The Abyss isn’t about destruction and ruin.

It wasn’t a confident thought, it was an idea or a hypothesis, a question without a question mark.

“You think that’s it?” Lola asked.

“I think…” Rose said, trailing off.  She turned her gaze to the other end of the church.  The Others were there.  Isadora was off to the left with the Eye, there were some scattered Others who had come as guests, some ghosts, there was the door, and an empty space as nobody wanted to be the first one through it, and then there were the more disturbed Others.  Goblins, ugly things, the revenant, and the bogeymen in residence.

Not about destruction and ruin?

Rose headed down the central aisle of the church, and her chosen group followed.  She didn’t turn to check, or to see if Peter was among them.

Her smallest cue here could make a difference in terms of how others perceived the coming conflict.  Expressing confidence was everything.  If she showed weakness, then that might be the excuse someone twitchy needed to try to take her life.

The trail of people who followed after her was a sticky one, catching or stopping here and there, to say words to this person or that one.

Rose stopped at the end.  “Green Eyes.”

The mermaid looked up at her from her seat on the pew.

“Blake wants you to come with, I think,” Rose said.

Blake apparently didn’t disagree or want to clarify his point.  He was still, motionless.

“Okay,” Green Eyes said.

Just like that.

As simple as the acceptance was, Green Eyes still glared with a steady, ominous sort of intensity.

She knew, Rose knew.  That Blake had made the agreement.  That there was no room in this world for the both of them.

She didn’t know, Rose suspected, that even now, Rose was digesting Blake.  Eroding him away into nothingness.

And that, very possibly, he was letting her.

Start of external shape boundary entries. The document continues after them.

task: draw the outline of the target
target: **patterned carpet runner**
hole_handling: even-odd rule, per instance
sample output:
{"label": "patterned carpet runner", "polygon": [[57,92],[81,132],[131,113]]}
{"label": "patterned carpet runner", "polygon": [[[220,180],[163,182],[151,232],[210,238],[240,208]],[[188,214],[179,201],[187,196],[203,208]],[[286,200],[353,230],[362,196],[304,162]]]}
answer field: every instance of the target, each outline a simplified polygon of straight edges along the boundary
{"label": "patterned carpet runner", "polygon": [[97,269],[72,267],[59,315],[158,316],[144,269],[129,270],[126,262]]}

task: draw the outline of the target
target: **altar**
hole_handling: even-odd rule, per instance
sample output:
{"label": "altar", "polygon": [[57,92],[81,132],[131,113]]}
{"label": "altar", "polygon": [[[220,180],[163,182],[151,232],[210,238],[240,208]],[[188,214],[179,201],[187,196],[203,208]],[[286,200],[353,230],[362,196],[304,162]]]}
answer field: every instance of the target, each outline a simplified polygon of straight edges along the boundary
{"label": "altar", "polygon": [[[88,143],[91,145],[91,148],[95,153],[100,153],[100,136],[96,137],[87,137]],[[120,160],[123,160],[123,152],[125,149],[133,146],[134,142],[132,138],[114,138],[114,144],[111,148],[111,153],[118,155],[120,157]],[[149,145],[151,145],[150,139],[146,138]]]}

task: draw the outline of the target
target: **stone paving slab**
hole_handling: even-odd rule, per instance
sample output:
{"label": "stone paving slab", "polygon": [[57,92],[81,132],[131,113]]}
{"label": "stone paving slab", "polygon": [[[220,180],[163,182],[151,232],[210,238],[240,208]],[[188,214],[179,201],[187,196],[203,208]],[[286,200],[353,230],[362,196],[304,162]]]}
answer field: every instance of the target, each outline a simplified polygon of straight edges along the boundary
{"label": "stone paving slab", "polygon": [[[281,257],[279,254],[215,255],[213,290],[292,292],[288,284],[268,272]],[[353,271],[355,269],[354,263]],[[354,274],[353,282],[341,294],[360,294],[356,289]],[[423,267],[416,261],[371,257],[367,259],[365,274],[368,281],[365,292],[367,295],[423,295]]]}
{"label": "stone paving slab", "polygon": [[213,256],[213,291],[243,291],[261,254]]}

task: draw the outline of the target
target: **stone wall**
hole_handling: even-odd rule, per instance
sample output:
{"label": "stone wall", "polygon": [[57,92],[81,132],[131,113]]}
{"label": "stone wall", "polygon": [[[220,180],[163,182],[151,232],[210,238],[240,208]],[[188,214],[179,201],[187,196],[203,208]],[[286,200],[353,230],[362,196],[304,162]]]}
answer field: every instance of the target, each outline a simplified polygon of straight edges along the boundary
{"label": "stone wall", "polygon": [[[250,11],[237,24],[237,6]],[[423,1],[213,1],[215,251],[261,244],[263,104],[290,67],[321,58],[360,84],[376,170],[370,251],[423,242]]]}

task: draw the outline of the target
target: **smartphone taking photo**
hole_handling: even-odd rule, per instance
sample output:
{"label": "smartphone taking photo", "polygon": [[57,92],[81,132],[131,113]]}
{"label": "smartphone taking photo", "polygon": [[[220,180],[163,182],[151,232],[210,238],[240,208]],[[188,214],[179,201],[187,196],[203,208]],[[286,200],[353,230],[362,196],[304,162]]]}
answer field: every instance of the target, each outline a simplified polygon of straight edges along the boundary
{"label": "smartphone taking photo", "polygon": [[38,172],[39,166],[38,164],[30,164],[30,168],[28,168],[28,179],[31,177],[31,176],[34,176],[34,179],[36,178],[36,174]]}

But it was a toxic sort of digestion.  He was a poison, and for anything she gained this way, she lost something too.  There had to be a cleaner way to do it, and that meant that Rose and Blake were both operating on a time limit of sorts.

If and when she found a moment to extract Blake and place him in a vessel, she would have to watch her back against Green Eyes, out of concern that the mermaid would destroy Rose before she could dispose of Blake.

It was a complication.  One that Blake apparently wanted.

Rose frowned.

“Thank you, Green Eyes,” Rose said.

She gazed over the assembled practitioners.  Her eye fell on Ty, who had been draped out over one pew, a bandage around his middle.  A card was pressed to the bandage.  Someone had offered some help via. practice.  He raised a hand in a bit of a wave.